(The Philippine Star)
| Updated February 16, 2013 - 12:00am
MANILA, Philippines - The Court of Appeals (CA) Former
Special Tenth Division denied with finality the motion for reconsideration
filed by the Department of Justice (DOJ) and the Home Development Mutual Fund
(HDMF or the Pag-IBIG Fund) of its Oct. 5, 2012 decision absolving petitioner
Cristina Sagun, former head of Globe Asiatique documentation department, of the
crime of syndicated estafa together with the other four accused, including
Globe Asiatique President Delfin S. Lee and his son, Dexter.
In connection with the decision, the CA ordered the quashing
or cancelling of the syndicated estafa case filed against the Globe Asiatique
executives by the DOJ before a Pampanga court and the recall of the arrest
warrant issued against them.
Ordered quashed in the Feb. 11, 2013 CA resolution penned by
CA Associate Justice Angelita Gacutan is Criminal Case 18480 pending before the
Regional Trial Court (RTC) Branch 42 of San Fernando, Pampanga.
Also sought to be recalled is the arrest warrant issued by
San Fernando, Pampanga RTC Branch 42 Judge Maria Amifaith Fider-Reyes against
Sagun as well as that against Lee, his son Dexter, Globe Asiatique accounting
department head Cristina Salagan, and Pag-IBIG lawyer Alex Alvarez.
The appeals court, in dismissing the syndicated estafa case,
explained: “There is only one information for syndicated estafa filed against
all the accused, petitioner included, under Criminal Case 18480 pending before
public respondent RTC. xxx Following the definition of the law, if only less
than five persons are charged of
syndicated estafa, the estafa or swindling cannot be committed by a syndicate.
To hold otherwise would be to deny such persons of the right to bail thus,
violating their constitutional right to due process and liberty.”
“By the same logic, the remaining four accused in Criminal
Case 18480 cannot be tagged as a syndicate in contemplation of Sec. 1, P.D.

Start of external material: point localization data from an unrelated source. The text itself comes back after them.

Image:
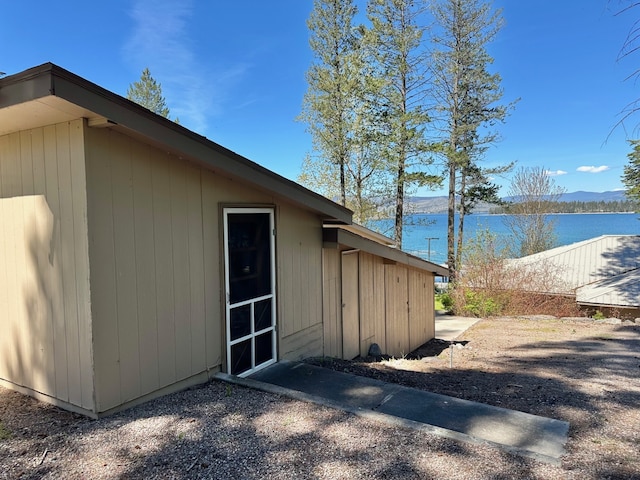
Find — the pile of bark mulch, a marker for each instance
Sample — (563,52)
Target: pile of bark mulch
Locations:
(582,371)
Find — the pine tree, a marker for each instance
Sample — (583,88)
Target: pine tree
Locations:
(332,80)
(148,93)
(466,95)
(396,39)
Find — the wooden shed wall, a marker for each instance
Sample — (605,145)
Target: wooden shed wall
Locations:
(45,320)
(299,264)
(332,302)
(157,263)
(396,305)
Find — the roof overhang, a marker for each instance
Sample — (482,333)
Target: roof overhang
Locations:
(342,238)
(49,94)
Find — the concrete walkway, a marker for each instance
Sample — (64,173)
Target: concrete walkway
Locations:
(516,432)
(449,327)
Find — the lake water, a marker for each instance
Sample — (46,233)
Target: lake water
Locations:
(570,228)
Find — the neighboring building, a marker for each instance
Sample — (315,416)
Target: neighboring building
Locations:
(138,258)
(602,273)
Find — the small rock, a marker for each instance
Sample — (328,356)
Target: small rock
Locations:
(375,350)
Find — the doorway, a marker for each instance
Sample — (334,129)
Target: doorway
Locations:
(250,289)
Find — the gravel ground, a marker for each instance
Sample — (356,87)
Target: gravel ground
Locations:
(582,372)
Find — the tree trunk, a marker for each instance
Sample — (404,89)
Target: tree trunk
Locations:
(451,211)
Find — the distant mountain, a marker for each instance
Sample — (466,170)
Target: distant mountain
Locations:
(439,204)
(580,196)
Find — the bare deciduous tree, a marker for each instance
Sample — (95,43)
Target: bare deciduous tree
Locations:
(532,192)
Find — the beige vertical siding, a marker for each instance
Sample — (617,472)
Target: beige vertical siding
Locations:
(332,302)
(350,306)
(421,306)
(44,283)
(395,307)
(148,261)
(299,277)
(156,255)
(372,303)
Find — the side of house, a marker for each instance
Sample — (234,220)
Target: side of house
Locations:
(138,258)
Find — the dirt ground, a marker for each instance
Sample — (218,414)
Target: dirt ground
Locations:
(580,371)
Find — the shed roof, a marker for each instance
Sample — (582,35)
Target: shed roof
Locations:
(357,237)
(590,261)
(49,94)
(622,290)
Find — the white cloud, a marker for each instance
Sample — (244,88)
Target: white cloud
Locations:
(161,41)
(592,169)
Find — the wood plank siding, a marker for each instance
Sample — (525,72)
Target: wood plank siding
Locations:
(45,346)
(395,305)
(156,259)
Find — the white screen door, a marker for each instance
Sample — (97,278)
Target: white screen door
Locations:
(250,289)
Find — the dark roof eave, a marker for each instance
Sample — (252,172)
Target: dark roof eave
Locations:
(49,79)
(334,237)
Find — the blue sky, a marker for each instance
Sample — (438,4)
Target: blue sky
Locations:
(234,72)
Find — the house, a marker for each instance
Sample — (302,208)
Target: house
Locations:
(138,258)
(601,273)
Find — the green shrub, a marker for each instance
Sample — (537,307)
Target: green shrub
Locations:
(480,305)
(446,300)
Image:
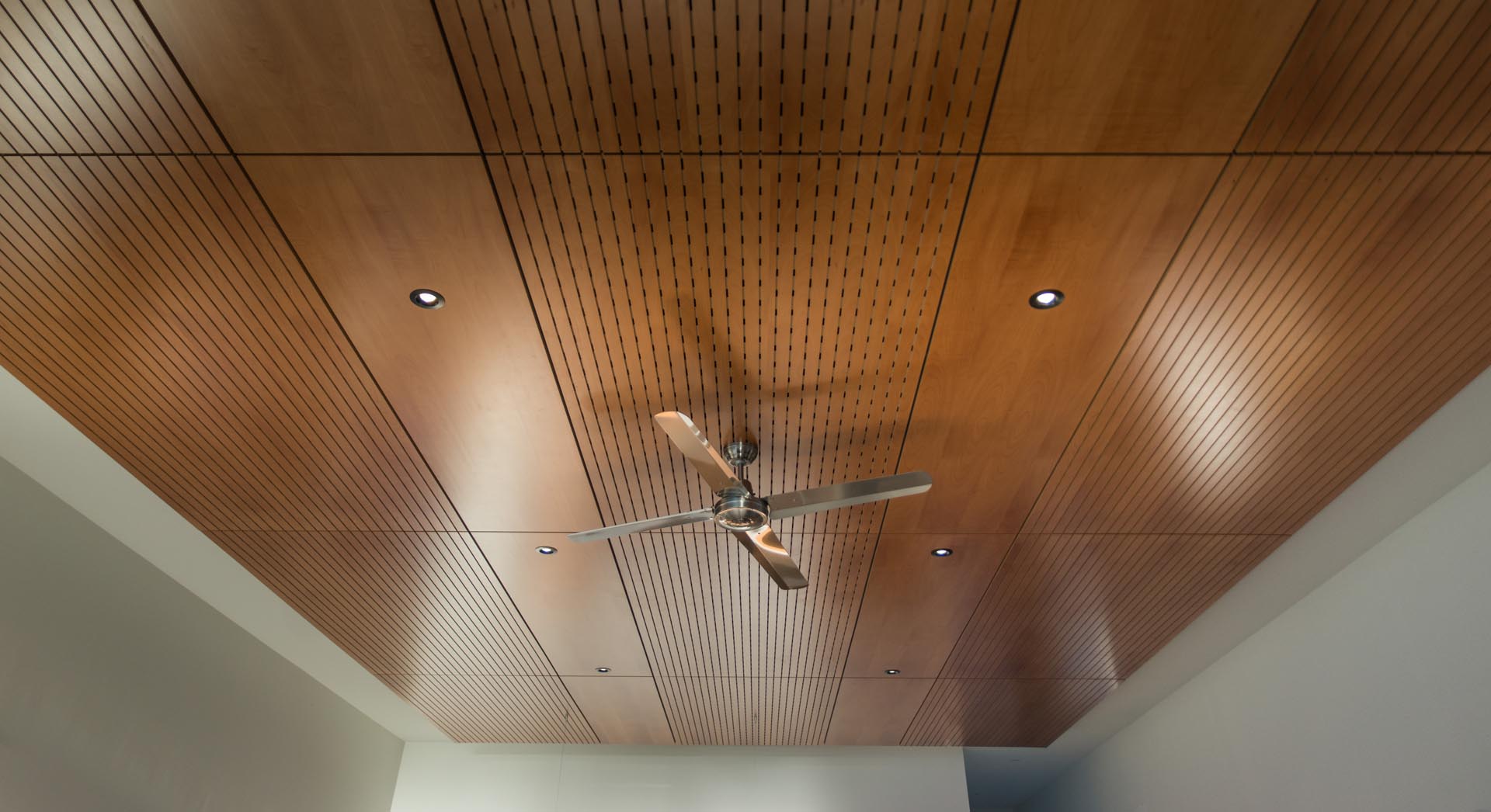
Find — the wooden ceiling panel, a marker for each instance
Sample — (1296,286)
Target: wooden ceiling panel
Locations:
(779,711)
(484,708)
(182,335)
(1006,385)
(622,710)
(707,609)
(787,298)
(90,76)
(322,76)
(573,601)
(1382,76)
(1301,332)
(398,602)
(1003,713)
(1138,75)
(917,604)
(728,78)
(1097,607)
(470,382)
(876,713)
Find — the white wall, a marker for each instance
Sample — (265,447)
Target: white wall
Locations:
(518,778)
(123,692)
(1372,693)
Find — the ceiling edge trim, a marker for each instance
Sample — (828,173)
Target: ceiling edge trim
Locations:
(1450,447)
(61,460)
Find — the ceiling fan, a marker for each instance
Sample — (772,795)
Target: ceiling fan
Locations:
(740,512)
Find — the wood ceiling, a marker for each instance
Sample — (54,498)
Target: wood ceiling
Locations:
(812,224)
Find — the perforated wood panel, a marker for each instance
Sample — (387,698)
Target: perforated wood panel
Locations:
(1382,76)
(786,221)
(728,76)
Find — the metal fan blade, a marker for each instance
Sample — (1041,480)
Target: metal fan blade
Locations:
(615,531)
(773,557)
(844,495)
(698,450)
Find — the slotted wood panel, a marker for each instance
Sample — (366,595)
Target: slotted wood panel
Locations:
(1138,75)
(1319,312)
(319,76)
(1003,713)
(777,711)
(567,76)
(527,710)
(90,76)
(1095,607)
(1382,76)
(470,382)
(1006,385)
(746,212)
(917,604)
(154,304)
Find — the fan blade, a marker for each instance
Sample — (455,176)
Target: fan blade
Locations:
(615,531)
(698,450)
(844,495)
(773,557)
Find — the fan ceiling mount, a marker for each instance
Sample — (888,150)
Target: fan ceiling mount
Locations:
(740,512)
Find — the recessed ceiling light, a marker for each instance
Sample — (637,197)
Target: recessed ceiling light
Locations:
(1045,300)
(427,298)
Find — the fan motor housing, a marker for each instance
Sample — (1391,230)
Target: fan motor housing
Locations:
(742,513)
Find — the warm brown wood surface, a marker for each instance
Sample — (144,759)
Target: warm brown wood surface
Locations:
(1382,76)
(1138,75)
(1100,230)
(800,225)
(470,382)
(876,711)
(319,76)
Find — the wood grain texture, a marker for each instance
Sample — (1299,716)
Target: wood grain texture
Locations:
(1097,607)
(470,382)
(484,708)
(573,601)
(324,76)
(774,711)
(90,76)
(1003,713)
(1138,75)
(1301,334)
(620,710)
(1378,76)
(732,78)
(1006,385)
(876,713)
(917,604)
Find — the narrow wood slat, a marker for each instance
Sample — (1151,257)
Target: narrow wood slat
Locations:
(1097,607)
(1003,713)
(1317,314)
(90,76)
(1382,78)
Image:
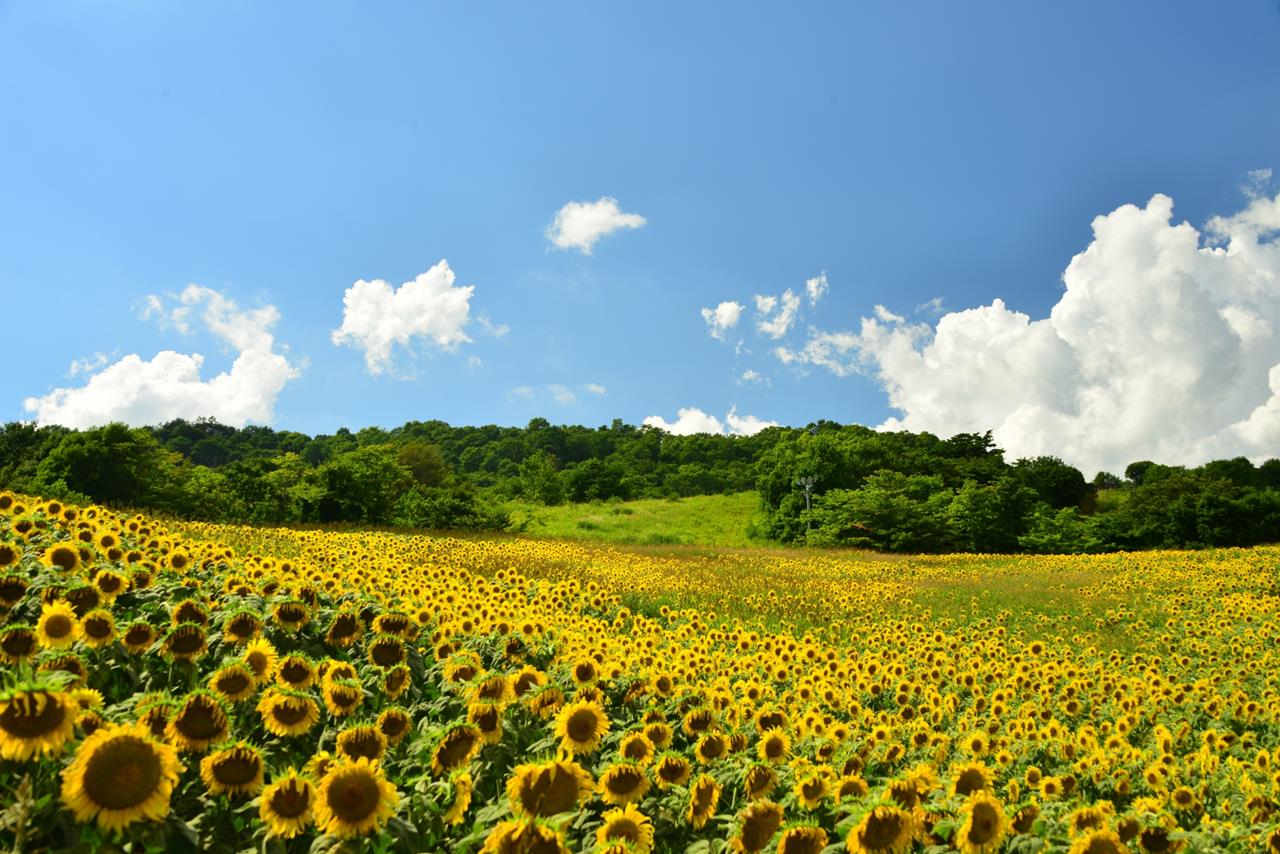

1689. This is so because the lack of probable cause to indict petitioner Sagun
for the offense of syndicated estafa and the dismissal of the DOJ Review
Resolution dated Aug. 10, 2011 changes the juridical nature of the offense
charged against petitioner Sagun and the four other accused,” the appellate
court continued.
The resolution said: “In other words, since there would only
now be four accused in the information for syndicated estafa in view of our
disquisition absolving the petitioner, the said Information would be
constitutionally infirm at its core.